Winner of the Pulitzer Prize

Flicks | Park Chan-wook’s daring images haunt The Sympathizer like ghosts

Clarisse Loughrey’s Show of the Week column, published every Friday, spotlights a new show to watch or skip. This week: Who else but Park Chan-wook to adapt The Sympathizer from a novel breaching all imaginable genres? for Flicks

Park Chan-wook is the great master of teasing out moral troubles as if they were a magician’s sleight of hand. His films, among them the Vengeance trilogy (and its most famous instalment, 2003’s Oldboy) and last year’s Decision to Leave, ache with the cumulative weight of every human sin. But they’re tender, too, and sometimes beautiful. At other times, they simply stir up the soul in the way only electric, original cinema can really do.

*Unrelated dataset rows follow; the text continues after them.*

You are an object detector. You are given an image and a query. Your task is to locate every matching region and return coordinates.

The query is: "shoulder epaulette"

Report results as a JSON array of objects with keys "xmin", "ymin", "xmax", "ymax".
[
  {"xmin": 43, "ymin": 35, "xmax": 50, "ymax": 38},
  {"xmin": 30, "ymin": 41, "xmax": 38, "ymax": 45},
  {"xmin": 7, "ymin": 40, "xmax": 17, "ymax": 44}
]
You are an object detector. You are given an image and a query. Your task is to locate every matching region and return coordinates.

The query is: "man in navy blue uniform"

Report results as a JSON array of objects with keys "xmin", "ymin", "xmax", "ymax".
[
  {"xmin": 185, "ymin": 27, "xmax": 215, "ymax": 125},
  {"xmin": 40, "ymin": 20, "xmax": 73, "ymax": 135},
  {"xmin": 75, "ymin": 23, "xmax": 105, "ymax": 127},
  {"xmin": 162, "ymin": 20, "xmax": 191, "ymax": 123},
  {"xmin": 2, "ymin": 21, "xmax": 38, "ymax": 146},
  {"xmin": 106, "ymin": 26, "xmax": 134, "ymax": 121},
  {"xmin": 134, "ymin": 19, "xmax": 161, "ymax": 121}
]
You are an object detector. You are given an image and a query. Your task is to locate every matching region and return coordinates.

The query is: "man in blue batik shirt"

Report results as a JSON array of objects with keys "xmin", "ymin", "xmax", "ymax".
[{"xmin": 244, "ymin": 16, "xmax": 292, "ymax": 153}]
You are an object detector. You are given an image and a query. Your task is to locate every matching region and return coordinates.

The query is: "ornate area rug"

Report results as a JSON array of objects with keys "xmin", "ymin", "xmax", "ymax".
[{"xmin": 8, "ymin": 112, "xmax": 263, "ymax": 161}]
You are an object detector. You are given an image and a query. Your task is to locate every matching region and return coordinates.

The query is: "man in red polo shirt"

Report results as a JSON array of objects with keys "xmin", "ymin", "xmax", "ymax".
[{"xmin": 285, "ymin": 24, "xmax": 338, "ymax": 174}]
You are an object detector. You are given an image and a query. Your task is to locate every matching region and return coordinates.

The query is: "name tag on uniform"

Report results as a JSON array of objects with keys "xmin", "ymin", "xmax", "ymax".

Very few people other than Park, then, would have been suited to adapt Viet Thanh Nguyen’s Pulitzer Prize-winning novel. It breaches all imaginable genres—political thriller, satire, metafiction, etc—in a story narrated by a North Vietnamese spy embedded in the South Vietnamese secret police during the Vietnam War (which the Vietnamese, logically, call the American War). This man, who we can refer to as “the Captain”, played wonderfully on the show by Hoa Xuande, is ordered to follow a high-ranking South Vietnamese general (Toan Le) as he flees to the United States in the war’s final days.

The Captain is half-Vietnamese, half-French. He is, in his own words, “a synthesis of incompatibilities”, whose dual identity and dual allegiances create an internal schism that threatens to tear him apart from the inside out. He was raised in Vietnam, but went to college in America, and is now forced to return to a country he thought he knew, now reintroduced through the eyes of those who sacrificed all, and left their homeland behind, on a red, white, and blue promise that (surprise, surprise) turned out to be a fanciful, capitalist lie.

While the Captain play acts servitude to the General, the General himself commands little respect outside of his small, exiled community, and so attempts to build his empire by exporting expired American candy back to the Vietnamese populace who got hooked on the stuff during the war. “America, they eat your heart, then complain about indigestion,” he eventually confesses. No one really has any sense of direction or purpose. Stretched out across these eight episodes is the heavy, lingering stench of a conflict that never really ended. Because when America wounds a landscape, it do so deep enough that the scars never really fade away.

The Sympathizer is about how Vietnam tells its history. It’s also about how America tells Vietnam’s history. It’s about what happens after the battle is over, and the warring sides have nothing left but to try and live. The Captain has two childhood best friends, together a little trio of musketeers: Man (Duy Nguyen) becomes his communist handler, back in Vietnam. Bon (Fred Nguyen Khan) despises communism, and wants to come to America with his family to start anew.

The Captain’s American associates always seem to arrive with the same face—that of Robert Downey Jr., in multiple roles differentiated by a small horde of wigs, prosthetics, and contact lenses. He’s the CIA agent, the Orientalist academic, the politician who wears his veteran status with pride, and the Hollywood director embarking on his own Apocalypse Now. The last of these puffs up his chest and claims “authenticity” by hiring the Captain as a consultant, yet refuses to give a single Vietnamese character dialogue because, in his mind, they should “live on in that metaphoric space”, whatever the hell that means.

Downey Jr comes off as farcical. He sticks out like a sore thumb. It’s very much intentional. The Sympathizer is nuanced about Vietnamese identity, justifiably less so about American identity—it’s not only revenge against the decades of harmful stereotypes, but a monsterisation of every snide comment, or intellectualised piece of bigotry, that came under the same banner of a white supremacist America convinced it simply knew better than anyone else.

Yet, it’s hard to simply discuss these ideas on screen, without turning humans into mouth pieces. Here’s where Park steps in, condensing a thesis into a single shot of a gun fired, point blank at a friend, through the thin paper barrier of a burger chain wrapper, emblazoned with a lopsided smiley face. It can be even simpler than that: perhaps the camera will suddenly snap across the room to catch a revelatory piece of dialogue. It’s a special kind of magic. Park only directed the first three episodes, while co-writing all seven—the rest are overseen by Fernando Meirelles and Marc Munden, who do good work but lack, here, the same daring sensibility. But that’s no problem. Park’s images haunt the rest of The Sympathizer like ghosts.